Mumble the Peg depicts three young boys engaged in the popular pastime of tossing a jack knife so that its blade sticks firmly in the ground. At the left, a boy with jack knife in hand, takes his turn while the others watch intently. The informality and naturalness of their poses reveals the influence of Woods mentor, Thomas Eakins (1844-1916).

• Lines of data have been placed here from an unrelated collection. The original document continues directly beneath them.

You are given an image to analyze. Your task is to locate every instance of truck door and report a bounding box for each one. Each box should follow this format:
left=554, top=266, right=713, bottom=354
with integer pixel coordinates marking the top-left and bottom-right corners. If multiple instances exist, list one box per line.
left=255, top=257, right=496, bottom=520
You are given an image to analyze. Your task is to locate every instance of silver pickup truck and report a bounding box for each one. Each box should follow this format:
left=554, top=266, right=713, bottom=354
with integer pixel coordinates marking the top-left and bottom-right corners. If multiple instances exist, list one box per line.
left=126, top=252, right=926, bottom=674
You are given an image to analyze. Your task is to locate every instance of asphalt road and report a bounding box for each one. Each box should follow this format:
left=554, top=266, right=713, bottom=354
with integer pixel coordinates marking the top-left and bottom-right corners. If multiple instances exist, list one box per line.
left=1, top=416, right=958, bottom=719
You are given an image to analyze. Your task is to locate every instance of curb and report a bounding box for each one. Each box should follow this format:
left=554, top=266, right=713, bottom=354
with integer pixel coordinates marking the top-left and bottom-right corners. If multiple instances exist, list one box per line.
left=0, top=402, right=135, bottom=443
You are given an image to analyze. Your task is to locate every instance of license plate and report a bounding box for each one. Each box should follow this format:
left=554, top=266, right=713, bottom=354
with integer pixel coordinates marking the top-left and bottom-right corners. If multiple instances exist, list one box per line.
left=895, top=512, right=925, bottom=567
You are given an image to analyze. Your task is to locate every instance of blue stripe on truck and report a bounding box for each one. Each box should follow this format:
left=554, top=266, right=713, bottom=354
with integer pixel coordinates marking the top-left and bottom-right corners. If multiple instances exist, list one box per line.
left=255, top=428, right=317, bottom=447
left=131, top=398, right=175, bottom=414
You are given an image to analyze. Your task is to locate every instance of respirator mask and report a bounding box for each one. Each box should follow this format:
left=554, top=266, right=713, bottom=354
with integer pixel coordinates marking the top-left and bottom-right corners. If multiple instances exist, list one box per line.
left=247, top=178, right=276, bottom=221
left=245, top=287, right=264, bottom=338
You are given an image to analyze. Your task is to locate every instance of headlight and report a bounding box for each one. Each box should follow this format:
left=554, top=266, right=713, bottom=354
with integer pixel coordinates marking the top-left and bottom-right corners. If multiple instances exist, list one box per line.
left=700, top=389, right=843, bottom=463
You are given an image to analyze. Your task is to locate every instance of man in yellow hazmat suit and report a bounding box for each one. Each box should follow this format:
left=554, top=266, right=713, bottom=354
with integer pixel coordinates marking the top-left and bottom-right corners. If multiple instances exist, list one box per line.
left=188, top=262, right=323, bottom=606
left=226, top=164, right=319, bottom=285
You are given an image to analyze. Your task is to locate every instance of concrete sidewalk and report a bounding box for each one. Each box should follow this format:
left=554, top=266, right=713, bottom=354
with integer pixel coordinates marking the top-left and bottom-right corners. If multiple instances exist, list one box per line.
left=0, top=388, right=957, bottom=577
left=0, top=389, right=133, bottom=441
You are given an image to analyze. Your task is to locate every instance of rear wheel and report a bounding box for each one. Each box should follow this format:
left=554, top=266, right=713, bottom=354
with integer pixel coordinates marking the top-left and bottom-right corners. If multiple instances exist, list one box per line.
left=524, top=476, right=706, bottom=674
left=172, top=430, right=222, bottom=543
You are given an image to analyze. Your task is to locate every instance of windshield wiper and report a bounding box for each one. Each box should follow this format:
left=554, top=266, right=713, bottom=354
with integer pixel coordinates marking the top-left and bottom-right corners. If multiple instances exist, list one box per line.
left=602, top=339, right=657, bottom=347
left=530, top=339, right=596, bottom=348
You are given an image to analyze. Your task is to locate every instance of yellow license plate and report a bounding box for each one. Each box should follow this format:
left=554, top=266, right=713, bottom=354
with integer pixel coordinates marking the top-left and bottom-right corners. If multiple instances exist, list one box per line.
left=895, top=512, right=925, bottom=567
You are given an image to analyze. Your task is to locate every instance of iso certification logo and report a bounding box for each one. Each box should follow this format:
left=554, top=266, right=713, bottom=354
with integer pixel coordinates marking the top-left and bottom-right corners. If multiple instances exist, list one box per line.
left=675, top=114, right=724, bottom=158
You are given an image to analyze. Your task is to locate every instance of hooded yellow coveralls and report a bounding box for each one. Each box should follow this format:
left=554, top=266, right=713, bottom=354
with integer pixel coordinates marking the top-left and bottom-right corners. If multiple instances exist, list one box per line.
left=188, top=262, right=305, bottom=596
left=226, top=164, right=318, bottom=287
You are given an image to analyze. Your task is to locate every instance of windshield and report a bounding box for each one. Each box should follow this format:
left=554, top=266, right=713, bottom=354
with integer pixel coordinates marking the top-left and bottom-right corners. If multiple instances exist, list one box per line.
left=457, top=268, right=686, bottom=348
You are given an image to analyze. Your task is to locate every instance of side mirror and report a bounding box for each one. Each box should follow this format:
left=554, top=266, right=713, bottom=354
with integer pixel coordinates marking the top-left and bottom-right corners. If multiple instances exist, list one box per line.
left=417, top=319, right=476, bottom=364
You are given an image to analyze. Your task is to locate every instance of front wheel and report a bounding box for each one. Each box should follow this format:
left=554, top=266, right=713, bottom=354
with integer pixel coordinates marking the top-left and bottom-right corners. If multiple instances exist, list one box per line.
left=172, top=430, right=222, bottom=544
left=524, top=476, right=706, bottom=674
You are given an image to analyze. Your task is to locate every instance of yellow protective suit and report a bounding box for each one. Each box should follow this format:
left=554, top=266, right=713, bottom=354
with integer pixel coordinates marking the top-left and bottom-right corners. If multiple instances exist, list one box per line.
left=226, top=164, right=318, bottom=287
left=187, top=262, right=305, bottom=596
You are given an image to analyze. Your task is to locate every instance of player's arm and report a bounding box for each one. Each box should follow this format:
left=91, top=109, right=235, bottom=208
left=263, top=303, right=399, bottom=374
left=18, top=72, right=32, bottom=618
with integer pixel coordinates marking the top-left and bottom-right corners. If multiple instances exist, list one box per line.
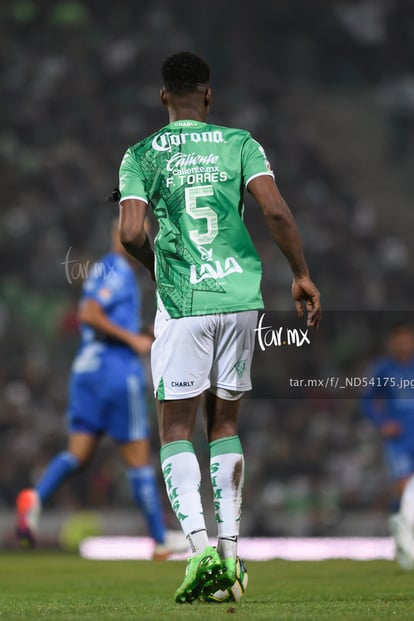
left=248, top=174, right=321, bottom=329
left=118, top=199, right=155, bottom=280
left=118, top=147, right=155, bottom=279
left=78, top=298, right=152, bottom=355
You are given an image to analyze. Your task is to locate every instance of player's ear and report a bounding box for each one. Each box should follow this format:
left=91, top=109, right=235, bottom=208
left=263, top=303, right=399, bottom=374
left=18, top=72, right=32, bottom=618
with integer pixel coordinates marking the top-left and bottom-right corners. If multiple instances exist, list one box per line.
left=160, top=89, right=168, bottom=106
left=205, top=88, right=211, bottom=108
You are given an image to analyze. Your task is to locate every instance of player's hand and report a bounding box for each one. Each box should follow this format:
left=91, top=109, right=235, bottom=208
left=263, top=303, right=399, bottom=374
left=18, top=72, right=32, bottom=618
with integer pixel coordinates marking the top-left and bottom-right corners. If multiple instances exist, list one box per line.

James Longacre Wood was best-known as a genre and portrait painter. (The term genre is used to describe works that represent ordinary people engaged in everyday activities.) He studied at the Pennsylvania Academy of the Fine Arts and later the Art Students League of Pennsylvania. In 1887, he arrived in Paris where he was a student of Jean-Léon Gérome at the École des Beaux-Arts. Upon his return to America, he became an instructor at the Drexel Institute, where he remained until 1905. His work was included in exhibitions of note, including those at the Pennsylvania Academy of the Fine Arts, and at the Art Institute of Chicago. Wood died in Philadelphia in 1938.
Mumble the Peg was purchased by the Butler Institute with funds earmarked for the acquisition of historic art works, donated by the late Max Draime and Cecile M. Draime in 1997. The work will be installed in the Butlers Cushwa Gallery, near other works of the era including Homers Snap the Whip.